Scrapfly is the cloud-browser + scraping infrastructure many data teams use when sites enforce anti-bot protection. Connecting Scrapfly to clariBI surfaces structured page data, headless browser sessions, and crawl-extraction tooling inside AI analyses.
Why connect Scrapfly
When data behind anti-bot protection is needed for analysis, Tavily/Firecrawl-style search-grade tooling is not enough. Scrapfly's cloud-browser MCP gives the AI engine an escape hatch.
You can ask "Extract the product table from this site that blocks scrapers", "Render this single-page app and pull the JSON-LD", or "Crawl the docs subdomain and surface page titles" and the AI engine routes through Scrapfly.
How the connection works
clariBI talks to Scrapfly through its hosted MCP server at https://mcp.scrapfly.io/mcp. Authentication uses an OAuth flow that clariBI registers itself for (no developer console setup on your side). Tokens stay encrypted server-side and never leave clariBI in clear form.
sequenceDiagram
actor U as You
participant C as clariBI
participant V as Scrapfly
U->>C: Click Authorize with Scrapfly
C->>V: Open OAuth authorization
V-->>U: Grant read access?
U->>V: Approve
V-->>C: Authorization code
C->>V: Exchange code for tokens
V-->>C: Access + refresh tokens
C->>C: Encrypt and store credentials
C-->>U: Connection ready
Available tools
clariBI exposes the read-only Scrapfly tools that the vendor's MCP server publishes at connection time. Write operations (create, update, delete, send, refund) are filtered out by a name-pattern blocklist before any tool reaches the analysis engine, so connecting Scrapfly cannot modify data on the vendor side.
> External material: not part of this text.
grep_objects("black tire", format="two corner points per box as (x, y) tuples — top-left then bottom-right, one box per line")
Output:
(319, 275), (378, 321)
The exact tool inventory depends on the Scrapfly features your account has access to. After connecting, try a few natural-language questions to see what Scrapfly data clariBI can pull.
Data flow during analysis
When you ask a question that maps to Scrapfly, the AI engine routes to the right tool, reads the result, and pairs the answer with a chart you can pin to a dashboard.
sequenceDiagram
actor U as You
participant C as clariBI
participant AI as AI engine
participant V as Scrapfly
U->>C: Ask a question about cloud-browser scraping and structured extraction
C->>AI: Plan the analysis
AI->>V: Call the right tool
V-->>AI: Tool result
AI->>AI: Summarize and chart
C-->>U: Answer plus visual
Setting up the connection
- Open Data Sources in the clariBI sidebar.
- Click Add data source.
- Open the MCP Servers tab.
- Click the Scrapfly card.
- Click Authorize with Scrapfly.
- Sign in to Scrapfly in the popup window and grant the requested read scopes.
- Back in clariBI, give your data source a name.
- Click Finish.
Permissions and data access
OAuth scoping is granted at authorize time on the Scrapfly consent screen. clariBI restricts itself to read-only operations on the Scrapfly side; the data Scrapfly fetches comes from third-party sites you choose.
Troubleshooting
| Error | Cause | Fix |
|---|---|---|
| "Quota exceeded" | Scrapfly enforces per-plan request quotas. | Upgrade your Scrapfly plan or narrow the scrape scope. |
| "Site blocks scraper" | Some sites use advanced anti-bot fingerprinting Scrapfly can't bypass for your plan tier. | Try a higher Scrapfly plan with browser sessions, or use the Firecrawl-flavoured Tavily/Apify path instead. |